Sunglasses: Do Your Kids Wear Them?

This is a sponsored post with the Motherhood and the Vision Council

You will most often find me walking around with sunglasses.  I’m either wearing them if I’m outside or they tend to wind up on top of my head “Mommy Style” as the wee ones call it, when I come indoors.  The wee ones?  They don’t wear them as much, but after talking to the Vision Council, they will be.

Little Miss with sunglasses

I wear my sunglasses in all weather.  Even when it’s cloudy, I typically have my sunglasses on simply because my eyes tend to not like the light.  I’ve always blamed it on light blue eyes, but apparently I’ve been doing myself a favor.  I never thought about the UV rays that we so often block with sunscreen that otherwise filter directly into our eyes, leading to not just short term issues (remember Anderson Cooper being blinded by his eye sunburn?) but also long term problems like macular degeneration, cancer of the eyelid, cataracts, and more.

So I’m doing well for me, yay, right?  I even wear them in the pool because the sunlight reflecting off the water is painful for me.  But the wee ones?  Oops.

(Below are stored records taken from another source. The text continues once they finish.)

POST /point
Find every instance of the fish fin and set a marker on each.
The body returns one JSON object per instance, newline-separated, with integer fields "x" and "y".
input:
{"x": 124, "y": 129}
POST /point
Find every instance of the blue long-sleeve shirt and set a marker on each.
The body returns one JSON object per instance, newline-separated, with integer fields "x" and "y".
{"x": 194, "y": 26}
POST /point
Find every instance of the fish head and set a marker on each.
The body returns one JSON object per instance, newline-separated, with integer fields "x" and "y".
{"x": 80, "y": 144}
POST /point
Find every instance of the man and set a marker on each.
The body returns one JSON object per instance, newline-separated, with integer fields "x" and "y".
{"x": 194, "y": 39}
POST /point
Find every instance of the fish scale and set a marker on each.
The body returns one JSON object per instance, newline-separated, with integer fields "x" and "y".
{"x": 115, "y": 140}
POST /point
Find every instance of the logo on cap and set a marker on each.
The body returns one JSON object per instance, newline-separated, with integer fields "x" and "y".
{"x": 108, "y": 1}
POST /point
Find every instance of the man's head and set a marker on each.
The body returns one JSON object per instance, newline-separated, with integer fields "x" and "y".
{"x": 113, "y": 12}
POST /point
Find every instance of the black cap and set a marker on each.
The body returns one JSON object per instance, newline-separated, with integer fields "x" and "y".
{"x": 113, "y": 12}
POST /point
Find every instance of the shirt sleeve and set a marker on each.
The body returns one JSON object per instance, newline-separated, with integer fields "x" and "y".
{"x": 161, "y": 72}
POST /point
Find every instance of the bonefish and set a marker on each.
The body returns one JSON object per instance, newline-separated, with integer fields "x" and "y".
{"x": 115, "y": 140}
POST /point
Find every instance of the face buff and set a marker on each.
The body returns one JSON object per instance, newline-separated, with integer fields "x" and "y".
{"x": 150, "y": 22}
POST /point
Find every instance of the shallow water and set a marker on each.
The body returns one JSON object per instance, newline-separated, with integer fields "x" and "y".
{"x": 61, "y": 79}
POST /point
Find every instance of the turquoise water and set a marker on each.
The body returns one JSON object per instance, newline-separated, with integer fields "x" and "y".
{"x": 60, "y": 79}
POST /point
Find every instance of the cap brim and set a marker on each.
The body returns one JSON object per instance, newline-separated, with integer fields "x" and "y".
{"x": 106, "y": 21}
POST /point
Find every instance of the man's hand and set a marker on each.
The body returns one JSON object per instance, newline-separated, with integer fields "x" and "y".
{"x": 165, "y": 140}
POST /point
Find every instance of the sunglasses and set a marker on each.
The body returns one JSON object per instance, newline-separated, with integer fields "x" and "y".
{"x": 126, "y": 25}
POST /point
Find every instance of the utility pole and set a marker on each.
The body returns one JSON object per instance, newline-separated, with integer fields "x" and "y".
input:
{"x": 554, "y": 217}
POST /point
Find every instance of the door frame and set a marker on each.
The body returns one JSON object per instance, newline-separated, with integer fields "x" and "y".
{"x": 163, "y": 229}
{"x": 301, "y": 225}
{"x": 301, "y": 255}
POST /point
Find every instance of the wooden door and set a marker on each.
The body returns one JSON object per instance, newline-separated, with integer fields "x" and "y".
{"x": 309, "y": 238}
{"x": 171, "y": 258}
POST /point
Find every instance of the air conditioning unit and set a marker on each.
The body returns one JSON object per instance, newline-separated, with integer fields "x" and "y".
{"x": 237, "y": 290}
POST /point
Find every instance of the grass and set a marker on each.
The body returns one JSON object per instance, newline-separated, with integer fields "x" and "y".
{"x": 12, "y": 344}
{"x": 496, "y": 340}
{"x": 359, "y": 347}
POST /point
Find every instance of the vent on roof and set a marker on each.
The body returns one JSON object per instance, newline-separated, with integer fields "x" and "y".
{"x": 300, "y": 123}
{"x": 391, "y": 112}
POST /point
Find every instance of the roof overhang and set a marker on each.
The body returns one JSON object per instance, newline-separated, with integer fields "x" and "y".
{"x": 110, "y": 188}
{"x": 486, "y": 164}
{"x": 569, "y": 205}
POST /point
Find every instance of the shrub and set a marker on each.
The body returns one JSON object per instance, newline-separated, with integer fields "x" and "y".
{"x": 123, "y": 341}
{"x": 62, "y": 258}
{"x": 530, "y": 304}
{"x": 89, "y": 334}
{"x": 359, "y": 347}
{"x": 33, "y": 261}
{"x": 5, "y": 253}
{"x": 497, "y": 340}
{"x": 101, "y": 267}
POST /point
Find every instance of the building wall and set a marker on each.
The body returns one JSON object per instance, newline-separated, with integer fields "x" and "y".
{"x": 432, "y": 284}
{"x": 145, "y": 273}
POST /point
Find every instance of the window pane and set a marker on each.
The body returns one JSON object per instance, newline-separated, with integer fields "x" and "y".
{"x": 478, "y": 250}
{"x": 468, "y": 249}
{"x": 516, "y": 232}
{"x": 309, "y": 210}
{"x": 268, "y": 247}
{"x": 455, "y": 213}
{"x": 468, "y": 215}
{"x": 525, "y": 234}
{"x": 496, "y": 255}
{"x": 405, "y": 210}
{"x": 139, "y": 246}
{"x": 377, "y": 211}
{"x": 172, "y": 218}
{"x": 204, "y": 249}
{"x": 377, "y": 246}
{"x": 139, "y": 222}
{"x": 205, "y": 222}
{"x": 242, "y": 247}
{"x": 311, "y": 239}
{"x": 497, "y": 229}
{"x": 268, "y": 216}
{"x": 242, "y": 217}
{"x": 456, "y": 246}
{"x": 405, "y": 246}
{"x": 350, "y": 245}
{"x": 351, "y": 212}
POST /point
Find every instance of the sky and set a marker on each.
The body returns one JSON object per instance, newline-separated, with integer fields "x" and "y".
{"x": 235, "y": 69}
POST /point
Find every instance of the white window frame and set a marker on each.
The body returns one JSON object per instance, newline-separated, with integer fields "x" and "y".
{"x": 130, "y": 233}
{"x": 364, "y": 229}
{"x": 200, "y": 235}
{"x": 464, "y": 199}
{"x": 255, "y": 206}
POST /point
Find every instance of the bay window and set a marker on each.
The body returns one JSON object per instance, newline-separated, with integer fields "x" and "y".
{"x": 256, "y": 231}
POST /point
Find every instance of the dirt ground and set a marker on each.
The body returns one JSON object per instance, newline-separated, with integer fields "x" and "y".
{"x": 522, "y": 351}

I used to be really good about sunglasses for them.  When they were toddlers and preschoolers, I used to put sunglasses and hats on them every time we went outside.  They were too young to tell me how they were feeling, so of course I’m going to do the right thing.  And somehow, that habit trickled away as they got older.  Sure, they still have sunglasses, but they don’t wear them often anymore.  I sort of felt like they would put them on if they needed them.  At least I’m not alone, as more than 40 percent of parents admit that they don’t make sure their kids wear sunglasses either.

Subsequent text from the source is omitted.